The Family Leader pledge has become infamous for its claim that “a child born into slavery in 1860 was more likely to be raised by his [sic] mother and father in a two-part household than was an African-American after the election of America’s first African-American President.” That claim ignores the facts that owners could ban marriage of slaves, prevent their education, sell man and woman apart, beget their own children from the woman, and work the children from an early age. The ridicule that was directed at this passage made Vander Plaats remove it from the pledge. Nonetheless, Michele Bachmann and Rick Santorum had signed it, even before the part about slavery was removed. They are therefore committed to belief in the pro-family record of slaveholders, as well as to all the other tenets of Mr. Vander Plaats.

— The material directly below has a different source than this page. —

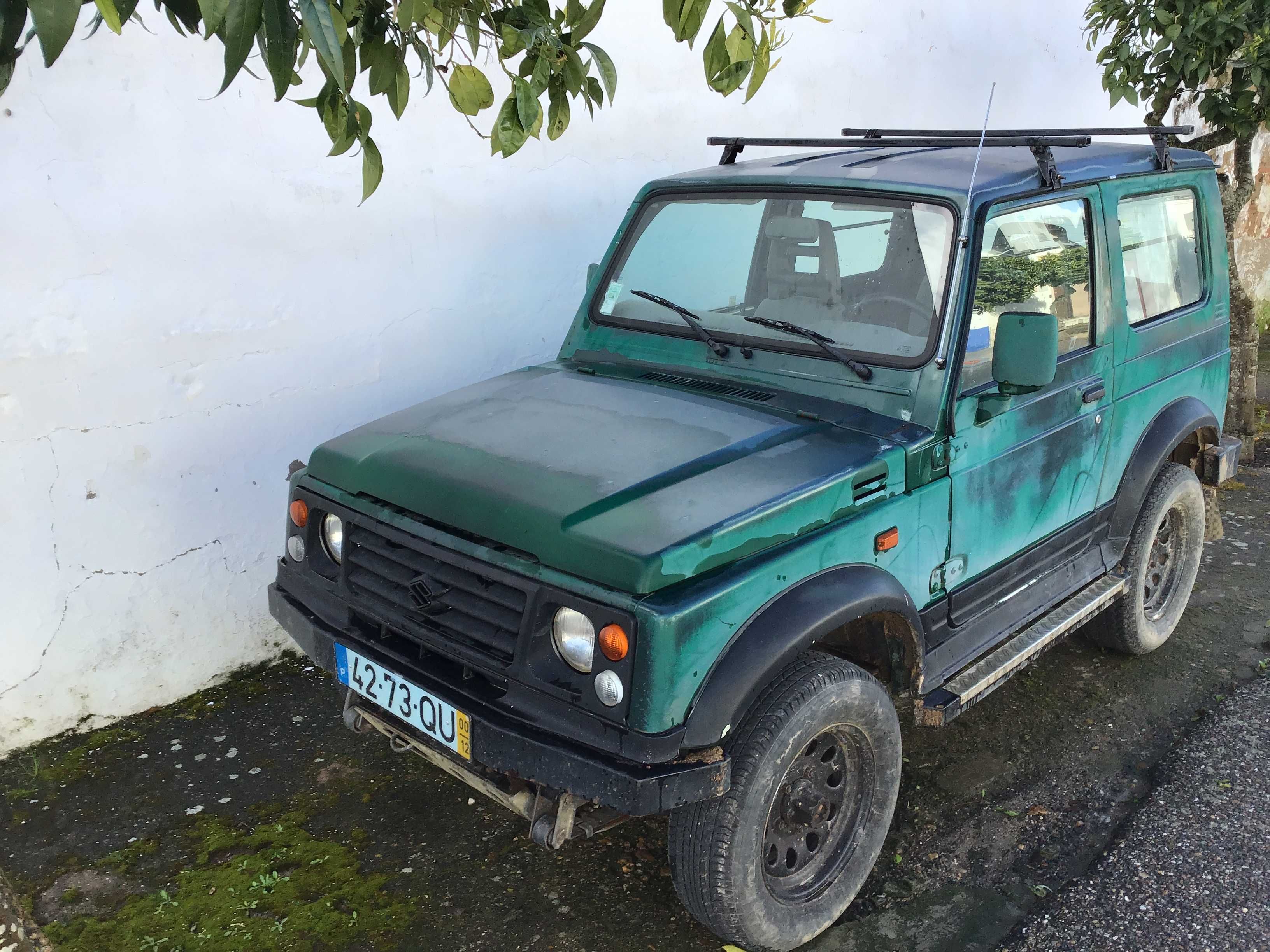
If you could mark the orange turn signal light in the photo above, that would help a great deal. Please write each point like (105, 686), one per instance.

There is no reason other groups should not issue their own pledges, given the success of Norquist’s. This signals a return to what was known in the eighteenth and nineteenth centuries as governmental “instruction.” Constituents issued instructions on how to vote, and candidates for office bound themselves to follow such instructions. Otherwise, it was said, how could a member of Parliament be echoing what his constituents thought or wanted? The obvious objection to this is that it makes office holders impervious to changed conditions, new evidence, the learning experience of exchanges with his fellows, personal growth, or crises of one sort or another. It would render parliamentary discussion otiose and ineffectual.

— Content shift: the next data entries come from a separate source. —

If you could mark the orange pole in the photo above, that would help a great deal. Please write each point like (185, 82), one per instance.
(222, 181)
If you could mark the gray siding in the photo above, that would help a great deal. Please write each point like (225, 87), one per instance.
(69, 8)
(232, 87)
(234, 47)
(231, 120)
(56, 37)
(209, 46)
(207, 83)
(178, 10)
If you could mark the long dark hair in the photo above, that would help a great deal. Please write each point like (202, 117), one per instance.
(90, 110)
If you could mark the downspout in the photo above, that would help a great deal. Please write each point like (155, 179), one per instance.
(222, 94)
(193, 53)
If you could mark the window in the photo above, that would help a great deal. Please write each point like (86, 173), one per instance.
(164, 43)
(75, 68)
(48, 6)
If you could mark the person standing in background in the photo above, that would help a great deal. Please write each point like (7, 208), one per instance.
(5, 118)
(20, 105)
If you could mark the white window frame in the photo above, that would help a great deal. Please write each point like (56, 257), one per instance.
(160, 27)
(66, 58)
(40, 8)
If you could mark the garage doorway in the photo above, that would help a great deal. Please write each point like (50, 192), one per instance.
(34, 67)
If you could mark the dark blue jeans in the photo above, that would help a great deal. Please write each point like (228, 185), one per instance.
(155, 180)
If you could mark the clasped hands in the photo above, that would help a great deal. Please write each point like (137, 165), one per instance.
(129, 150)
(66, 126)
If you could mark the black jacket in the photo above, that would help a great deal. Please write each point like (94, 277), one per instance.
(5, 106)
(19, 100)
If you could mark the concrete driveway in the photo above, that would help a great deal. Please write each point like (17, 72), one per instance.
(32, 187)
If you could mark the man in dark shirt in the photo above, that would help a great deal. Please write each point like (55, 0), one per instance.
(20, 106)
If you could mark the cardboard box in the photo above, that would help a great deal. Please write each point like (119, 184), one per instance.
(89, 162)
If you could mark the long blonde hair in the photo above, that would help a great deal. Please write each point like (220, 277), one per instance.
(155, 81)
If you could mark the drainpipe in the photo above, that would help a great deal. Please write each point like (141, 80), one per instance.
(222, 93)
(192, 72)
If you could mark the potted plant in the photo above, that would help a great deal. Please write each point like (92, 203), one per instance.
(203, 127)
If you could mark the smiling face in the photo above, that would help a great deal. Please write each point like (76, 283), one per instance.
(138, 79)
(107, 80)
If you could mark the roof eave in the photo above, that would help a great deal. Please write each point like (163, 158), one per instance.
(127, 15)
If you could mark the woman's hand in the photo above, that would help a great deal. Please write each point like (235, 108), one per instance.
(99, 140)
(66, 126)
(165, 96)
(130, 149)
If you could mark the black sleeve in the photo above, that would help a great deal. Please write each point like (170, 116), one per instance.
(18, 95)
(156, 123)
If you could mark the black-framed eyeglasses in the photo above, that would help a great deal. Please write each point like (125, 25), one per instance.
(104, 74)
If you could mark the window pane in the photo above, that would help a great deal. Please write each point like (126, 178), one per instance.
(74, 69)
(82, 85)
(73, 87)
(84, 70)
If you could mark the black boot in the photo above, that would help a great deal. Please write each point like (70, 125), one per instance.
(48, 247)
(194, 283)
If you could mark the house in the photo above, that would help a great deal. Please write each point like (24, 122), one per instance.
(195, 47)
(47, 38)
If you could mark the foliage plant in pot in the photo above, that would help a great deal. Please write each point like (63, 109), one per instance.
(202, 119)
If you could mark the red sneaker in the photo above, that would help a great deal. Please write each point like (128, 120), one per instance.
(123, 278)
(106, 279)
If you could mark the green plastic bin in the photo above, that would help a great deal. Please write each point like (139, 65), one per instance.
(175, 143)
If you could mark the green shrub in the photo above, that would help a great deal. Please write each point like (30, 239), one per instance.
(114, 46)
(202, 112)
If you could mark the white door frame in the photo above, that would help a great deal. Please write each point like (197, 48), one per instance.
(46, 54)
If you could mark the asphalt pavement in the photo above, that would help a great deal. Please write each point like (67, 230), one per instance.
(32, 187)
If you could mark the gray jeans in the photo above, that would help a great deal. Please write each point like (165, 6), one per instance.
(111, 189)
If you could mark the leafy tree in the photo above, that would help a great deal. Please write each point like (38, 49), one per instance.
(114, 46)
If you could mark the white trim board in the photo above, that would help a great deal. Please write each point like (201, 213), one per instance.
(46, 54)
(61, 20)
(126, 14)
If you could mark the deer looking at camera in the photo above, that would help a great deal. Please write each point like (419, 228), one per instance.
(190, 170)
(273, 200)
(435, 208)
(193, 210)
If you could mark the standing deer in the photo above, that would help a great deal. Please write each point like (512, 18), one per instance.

The best attack on instruction occurred when Edmund Burke, standing for election to Parliament in 1774, addressed the electors of his district, Bristol. The idea of instructions had been raised in the campaign, leading Burke to renounce their “coercive authority”:

Certainly, gentlemen, it ought to be the happiness and glory of a representative to live in the strictest union, the closest correspondence, and the most unreserved communication with his constituents. Their wishes ought to have great weight with him; their opinion, high respect; their business, unremitted attention. It is his duty to sacrifice his repose, his pleasure, his satisfactions, to theirs; and above all, ever, and in all cases, to prefer their interest to his own. But his unbiased opinion, his mature judgment, his enlightened conscience, he ought not to sacrifice to you, to any man, or to any set of men living. These he does not derive from your pleasure; no, nor from the law and the constitution. They are a trust from Providence, for the abuse of which he is deeply answerable. Your representative owes you, not his industry only, but his judgment; and he betrays, instead of serving you, if he sacrifices it to your opinion.

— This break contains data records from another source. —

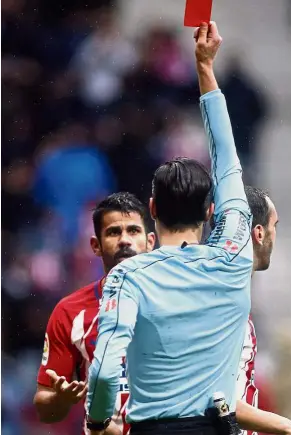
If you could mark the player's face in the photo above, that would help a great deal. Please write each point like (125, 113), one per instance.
(122, 236)
(264, 252)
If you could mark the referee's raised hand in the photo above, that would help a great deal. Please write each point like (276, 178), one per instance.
(208, 41)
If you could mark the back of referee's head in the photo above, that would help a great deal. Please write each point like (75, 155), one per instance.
(181, 194)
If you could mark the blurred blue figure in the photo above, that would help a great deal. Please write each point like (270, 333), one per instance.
(70, 174)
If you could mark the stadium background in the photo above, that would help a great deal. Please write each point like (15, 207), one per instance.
(95, 95)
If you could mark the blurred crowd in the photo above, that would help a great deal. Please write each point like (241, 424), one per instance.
(85, 112)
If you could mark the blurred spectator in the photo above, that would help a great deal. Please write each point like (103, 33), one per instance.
(102, 59)
(85, 112)
(70, 173)
(247, 108)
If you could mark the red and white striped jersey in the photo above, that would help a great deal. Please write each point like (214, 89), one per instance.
(70, 342)
(246, 388)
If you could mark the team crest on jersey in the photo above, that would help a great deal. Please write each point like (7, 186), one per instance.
(46, 349)
(231, 247)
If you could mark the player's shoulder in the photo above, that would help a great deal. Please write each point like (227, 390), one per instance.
(140, 261)
(79, 299)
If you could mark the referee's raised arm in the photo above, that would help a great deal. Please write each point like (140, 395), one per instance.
(232, 214)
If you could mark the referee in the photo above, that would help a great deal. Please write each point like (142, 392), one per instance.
(179, 313)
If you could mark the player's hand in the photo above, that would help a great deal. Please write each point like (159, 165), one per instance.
(208, 42)
(72, 393)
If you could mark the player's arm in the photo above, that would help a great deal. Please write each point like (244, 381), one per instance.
(250, 418)
(116, 324)
(232, 214)
(56, 392)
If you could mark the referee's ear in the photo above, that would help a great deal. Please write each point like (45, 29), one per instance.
(151, 240)
(152, 207)
(210, 212)
(95, 245)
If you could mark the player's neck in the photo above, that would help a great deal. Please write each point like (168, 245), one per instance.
(190, 236)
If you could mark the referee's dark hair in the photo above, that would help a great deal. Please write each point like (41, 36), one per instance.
(258, 203)
(125, 203)
(181, 191)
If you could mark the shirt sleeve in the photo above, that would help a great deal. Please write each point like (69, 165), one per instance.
(117, 320)
(59, 354)
(232, 218)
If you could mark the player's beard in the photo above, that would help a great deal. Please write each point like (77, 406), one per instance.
(124, 253)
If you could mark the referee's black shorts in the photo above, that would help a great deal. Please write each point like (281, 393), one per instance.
(179, 426)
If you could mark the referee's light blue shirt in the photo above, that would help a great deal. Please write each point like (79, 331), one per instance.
(179, 314)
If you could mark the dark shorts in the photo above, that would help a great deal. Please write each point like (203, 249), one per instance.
(179, 426)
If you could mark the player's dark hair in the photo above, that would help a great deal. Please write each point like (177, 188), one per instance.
(124, 202)
(257, 199)
(182, 193)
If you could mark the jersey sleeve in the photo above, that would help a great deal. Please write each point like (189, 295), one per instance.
(232, 218)
(117, 320)
(59, 354)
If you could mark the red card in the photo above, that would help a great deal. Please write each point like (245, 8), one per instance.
(196, 12)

Burke makes clear what the real meaning of the Norquist pledge is for those who subscribe to it. They are signing over their souls. This first oath they take, as candidates, makes the next one they take, as office holders—the oath to preserve and protect the Constitution—an empty gesture. That oath, sworn to God, may call for changes of position in a crisis or where better knowledge has become available. They cannot preserve and protect the country if their hands are tied and their minds closed. Their participation in congressional discussion, if that discussion affects taxes in any way, becomes a charade. This is the situation Burke denounced:

What sort of reason is that, in which the determination precedes the discussion; in which one set of men deliberate, and another decide; and where those who form the conclusion are perhaps three hundred miles distant from those who hear the arguments…Authoritative instructions; mandates issued, which the member is bound blindly and implicitly to obey, to vote and to argue for, though contrary to the clearest conviction of his judgment and conscience – these are things utterly unknown to the laws of this land.

That means that most Republicans in Congress have signed a Mephistophelian pact. They have left behind their consciences in the pocket of Grover Norquist.